I drink my entire half-glass of wine in one go. All I need is some chocolate to recreate that sweet, unique sensation I experienced with Carson in Costa Rica that night on the beach after he pulled me from the rogue wave. In that moment, I felt so alive. I’d been tossed around by the force of the water and shown my life. It looked like a mosaic made up of all the decisions I’d made with blank spaces for the things I let slip away.
“That ring is not on my finger,” I tell Carson, my voice husky from the wine, “because I’m in love with you.”
Carson never takes his eyes off mine as he puts his glass down and comes to me, framing my face with his hands and pressing his mouth on mine in one movement. We breathe each other. We hold each other so close we’re one. Our hearts pound together. I want this.
Us.
I don’t know how or even if it will work. I only know I want him. Not for now. Forever.
WE LIE IN MY SMALL bed together, warmed by each other’s skin, sated and giving each other small, soft kisses.
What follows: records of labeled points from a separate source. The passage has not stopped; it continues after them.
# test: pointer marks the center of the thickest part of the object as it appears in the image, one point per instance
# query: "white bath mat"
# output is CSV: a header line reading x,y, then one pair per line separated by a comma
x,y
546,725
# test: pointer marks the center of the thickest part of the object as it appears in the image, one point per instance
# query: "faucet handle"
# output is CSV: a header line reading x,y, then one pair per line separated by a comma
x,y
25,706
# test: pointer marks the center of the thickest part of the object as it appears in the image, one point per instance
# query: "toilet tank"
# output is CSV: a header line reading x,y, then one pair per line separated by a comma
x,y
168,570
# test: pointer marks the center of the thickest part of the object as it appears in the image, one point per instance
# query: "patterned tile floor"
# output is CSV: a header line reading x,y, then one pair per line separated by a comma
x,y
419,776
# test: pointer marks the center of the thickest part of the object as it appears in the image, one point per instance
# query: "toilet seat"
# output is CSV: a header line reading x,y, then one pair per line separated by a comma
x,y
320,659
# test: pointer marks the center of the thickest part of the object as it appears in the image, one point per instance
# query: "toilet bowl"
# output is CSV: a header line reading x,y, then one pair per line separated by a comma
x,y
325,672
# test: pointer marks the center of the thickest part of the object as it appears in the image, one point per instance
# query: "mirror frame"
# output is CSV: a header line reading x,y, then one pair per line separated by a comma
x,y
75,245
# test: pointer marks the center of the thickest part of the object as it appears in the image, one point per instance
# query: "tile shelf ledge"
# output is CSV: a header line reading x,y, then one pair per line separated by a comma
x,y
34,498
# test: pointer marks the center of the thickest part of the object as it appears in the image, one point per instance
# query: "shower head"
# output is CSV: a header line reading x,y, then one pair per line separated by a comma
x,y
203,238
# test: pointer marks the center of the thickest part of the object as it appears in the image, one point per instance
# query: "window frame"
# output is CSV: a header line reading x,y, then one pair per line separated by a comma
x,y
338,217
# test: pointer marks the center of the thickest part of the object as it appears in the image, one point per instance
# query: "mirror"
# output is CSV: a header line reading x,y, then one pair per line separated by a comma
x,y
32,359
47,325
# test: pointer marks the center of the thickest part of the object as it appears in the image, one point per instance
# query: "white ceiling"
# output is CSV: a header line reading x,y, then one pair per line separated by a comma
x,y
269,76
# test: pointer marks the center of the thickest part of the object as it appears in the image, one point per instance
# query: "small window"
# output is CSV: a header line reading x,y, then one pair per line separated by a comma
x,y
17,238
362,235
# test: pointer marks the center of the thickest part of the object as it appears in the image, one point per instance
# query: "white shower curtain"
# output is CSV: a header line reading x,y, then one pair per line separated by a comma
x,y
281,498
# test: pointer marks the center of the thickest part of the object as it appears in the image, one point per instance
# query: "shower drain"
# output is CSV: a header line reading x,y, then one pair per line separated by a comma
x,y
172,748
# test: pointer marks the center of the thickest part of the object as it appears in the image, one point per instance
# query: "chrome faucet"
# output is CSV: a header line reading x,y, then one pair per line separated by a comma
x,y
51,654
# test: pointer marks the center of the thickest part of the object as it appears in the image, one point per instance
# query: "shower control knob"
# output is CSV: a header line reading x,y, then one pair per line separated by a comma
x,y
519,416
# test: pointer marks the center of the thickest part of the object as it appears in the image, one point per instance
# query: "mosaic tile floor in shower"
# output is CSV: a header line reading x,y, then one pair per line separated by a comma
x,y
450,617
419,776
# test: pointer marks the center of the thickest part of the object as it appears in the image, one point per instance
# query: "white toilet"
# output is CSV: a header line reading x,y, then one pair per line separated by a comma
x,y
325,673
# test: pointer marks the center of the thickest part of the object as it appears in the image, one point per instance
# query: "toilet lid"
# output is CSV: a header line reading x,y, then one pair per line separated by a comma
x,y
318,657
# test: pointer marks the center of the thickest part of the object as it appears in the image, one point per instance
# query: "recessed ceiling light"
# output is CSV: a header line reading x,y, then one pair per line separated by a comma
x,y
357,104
My fingers trace patterns on Carson’s smooth chest, following the slopes and inclines of his muscles, before he takes my hand and places it against his heart. He doesn’t have to say a thing.
Slowly, I sit up, pulling the sheet over my naked body so there’s no distraction, and I look at Carson. “You said you needed to know where you stand with me.”
He sits up, too, his eyes meeting mine. “I do.”
“There’s no one else,” I tell him. “Not anymore. What I had with Daniel was beautiful. I learned about love with him. But it’s over. I want to get married, and I want to have children. Make a family and a home, like what you were describing before. What I want most of all is someone I’m in love with, who loves me, and who wants that with me. And if you think that’s asking too much,” I say, steeling myself, “then you know where you stand with me.”
Carson sighs, and his expression falls serious. “Kate, I came from a world of all-consuming jobs that left no time for family, and when my family was together, we were either fighting or not speaking to each other. I swore that would never be my life, so I ran away from it all. I went wherever I wanted, woke up with the sun, and surfed all day. It’s amazing.”
Then he gets this look I’ve seen before. His eyes take on a sparkle, as though we’re talking about a grand adventure. “I want something solid, Kate. I want to feel like I have a home base, something stable that I can count on. I bet I can do family better than my own did. I never thought I wanted that before,” Carson tells me, his smile breathtaking. “But I do. And I want that with you.”